今日の躓き石 「今世紀最高のピアニスト」
常套句の安易な使い回しは、時として、滑稽で収まらないものがある。
最近の毎日新聞の文化欄コラムに、マルタ・アルゲリッチが、「今世紀最高のピアニストとも評される」と風評めいた書き方で紹介されていて、大きく躓いてしまった。
コラムニストも、ちょっと考えれば、常套句の不都合に気づいたはずである。「とも」と言うからには、他の言い回しも聞いているはずなのだが、よりによって、どこで目にしたのか、現時点では、分野、業界を問わず不適当と決まっている常套句を採用したのが、コラムニストの不幸の始まりである。

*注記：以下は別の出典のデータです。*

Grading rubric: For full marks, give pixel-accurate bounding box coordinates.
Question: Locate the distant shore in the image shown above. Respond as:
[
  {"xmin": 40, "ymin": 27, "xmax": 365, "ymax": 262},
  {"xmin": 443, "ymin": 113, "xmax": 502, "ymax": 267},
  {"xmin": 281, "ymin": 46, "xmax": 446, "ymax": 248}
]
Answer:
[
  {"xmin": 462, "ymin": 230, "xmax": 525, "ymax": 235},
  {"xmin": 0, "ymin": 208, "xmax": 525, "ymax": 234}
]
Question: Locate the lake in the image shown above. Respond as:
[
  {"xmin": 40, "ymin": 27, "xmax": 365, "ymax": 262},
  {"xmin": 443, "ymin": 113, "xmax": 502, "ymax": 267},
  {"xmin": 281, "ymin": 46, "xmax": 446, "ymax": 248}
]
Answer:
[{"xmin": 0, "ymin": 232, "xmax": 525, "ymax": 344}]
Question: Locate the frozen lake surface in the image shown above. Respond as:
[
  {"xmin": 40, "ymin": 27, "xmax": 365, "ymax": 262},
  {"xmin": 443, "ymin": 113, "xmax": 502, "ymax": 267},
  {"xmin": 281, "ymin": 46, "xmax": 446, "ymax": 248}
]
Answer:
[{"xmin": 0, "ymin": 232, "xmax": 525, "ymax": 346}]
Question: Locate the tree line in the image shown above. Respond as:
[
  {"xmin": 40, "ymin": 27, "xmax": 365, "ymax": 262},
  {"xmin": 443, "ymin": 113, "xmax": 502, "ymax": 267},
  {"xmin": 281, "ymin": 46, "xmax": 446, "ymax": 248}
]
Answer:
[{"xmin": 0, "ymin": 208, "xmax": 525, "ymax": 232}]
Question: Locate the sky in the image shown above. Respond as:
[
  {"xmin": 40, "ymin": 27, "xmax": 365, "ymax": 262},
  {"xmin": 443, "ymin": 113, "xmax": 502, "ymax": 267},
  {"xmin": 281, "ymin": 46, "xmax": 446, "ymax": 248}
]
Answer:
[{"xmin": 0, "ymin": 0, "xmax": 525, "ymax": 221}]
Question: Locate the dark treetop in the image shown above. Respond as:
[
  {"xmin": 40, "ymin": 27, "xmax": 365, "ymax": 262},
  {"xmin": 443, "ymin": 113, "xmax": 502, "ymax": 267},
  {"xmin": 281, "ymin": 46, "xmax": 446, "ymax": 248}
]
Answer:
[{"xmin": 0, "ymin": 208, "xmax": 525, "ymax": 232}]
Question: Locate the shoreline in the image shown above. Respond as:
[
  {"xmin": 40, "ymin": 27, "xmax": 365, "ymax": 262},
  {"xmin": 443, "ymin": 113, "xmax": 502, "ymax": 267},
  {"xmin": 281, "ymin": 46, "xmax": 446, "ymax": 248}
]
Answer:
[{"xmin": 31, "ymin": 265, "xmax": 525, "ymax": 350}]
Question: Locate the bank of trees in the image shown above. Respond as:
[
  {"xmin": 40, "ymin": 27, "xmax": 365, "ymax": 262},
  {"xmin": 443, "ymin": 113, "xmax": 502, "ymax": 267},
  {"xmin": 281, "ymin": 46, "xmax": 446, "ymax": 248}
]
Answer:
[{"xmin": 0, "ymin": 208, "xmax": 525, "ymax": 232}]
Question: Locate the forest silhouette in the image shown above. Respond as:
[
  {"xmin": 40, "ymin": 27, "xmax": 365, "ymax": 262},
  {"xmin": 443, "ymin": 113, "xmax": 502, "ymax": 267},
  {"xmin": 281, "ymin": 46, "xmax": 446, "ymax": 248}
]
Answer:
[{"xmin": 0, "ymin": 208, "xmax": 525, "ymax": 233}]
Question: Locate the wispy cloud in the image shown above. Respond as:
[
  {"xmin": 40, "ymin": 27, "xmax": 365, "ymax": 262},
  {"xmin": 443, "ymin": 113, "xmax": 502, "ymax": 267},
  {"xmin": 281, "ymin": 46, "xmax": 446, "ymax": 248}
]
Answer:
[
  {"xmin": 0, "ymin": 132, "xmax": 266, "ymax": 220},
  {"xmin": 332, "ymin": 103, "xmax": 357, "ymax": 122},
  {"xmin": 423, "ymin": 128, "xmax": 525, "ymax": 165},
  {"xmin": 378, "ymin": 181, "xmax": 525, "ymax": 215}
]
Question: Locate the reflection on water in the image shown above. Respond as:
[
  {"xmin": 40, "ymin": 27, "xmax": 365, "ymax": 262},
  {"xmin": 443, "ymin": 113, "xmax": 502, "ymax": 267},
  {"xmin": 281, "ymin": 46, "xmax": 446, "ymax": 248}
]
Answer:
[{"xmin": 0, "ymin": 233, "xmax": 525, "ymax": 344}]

今世紀は、始まってまだ1/5も経っていないから、この時点で今世紀最高というのは、褒め言葉にも何もなっていない。もう70年くらい経って、今世紀の決算が見えてきた頃に言うべきものであるが、コラムニストはどうか知らないが、話題のピアニストも、小論筆者も、すでに老境にあるので、今世紀最高と呼ばれているかどうか、到底見届けることはできない勘定である。
ピアニストは、1941年生まれで1960年にレコードデビューして以来、20世紀だけで、40年の堂々たるキャリアを刻んでいる。14年経ってない21世紀の活躍を持って、21世紀のピアニストというのは、不釣り合いというものだろう。参考までに言うと、素人集団の書いたWikipedia記事では、「現在、世界のクラシック音楽界で最も高い評価を 受けているピアニストの一人である。」と妥当きわまる表現をとっている。コラムニストは、こちらから、学ぶべきであった。
別の常套句を転用するならば、「常套句は、無能な著作家の隠れ家である」とでも言うのだろうか。署名入りで記事を書くコラムニストは、文筆家、著作家に属する職業人である。隠れ家が、童話で言う、藁の家なのか、煉瓦の家なのか、隠れる前に確かめるくらいの分別は必要だろう。
それにしても、天下の毎日新聞の夕刊文化欄のコラムであるので、校正段階で駄目が出なかったのが、不審である。
当記事は、世間の一般的な風潮を諷するのが目的であり、やり玉に挙がった形の個人を攻撃するのが目的ではないので、記事は明示しない。当人が気づいて、執筆姿勢を改めていただければ、小論筆者にとって幸いである。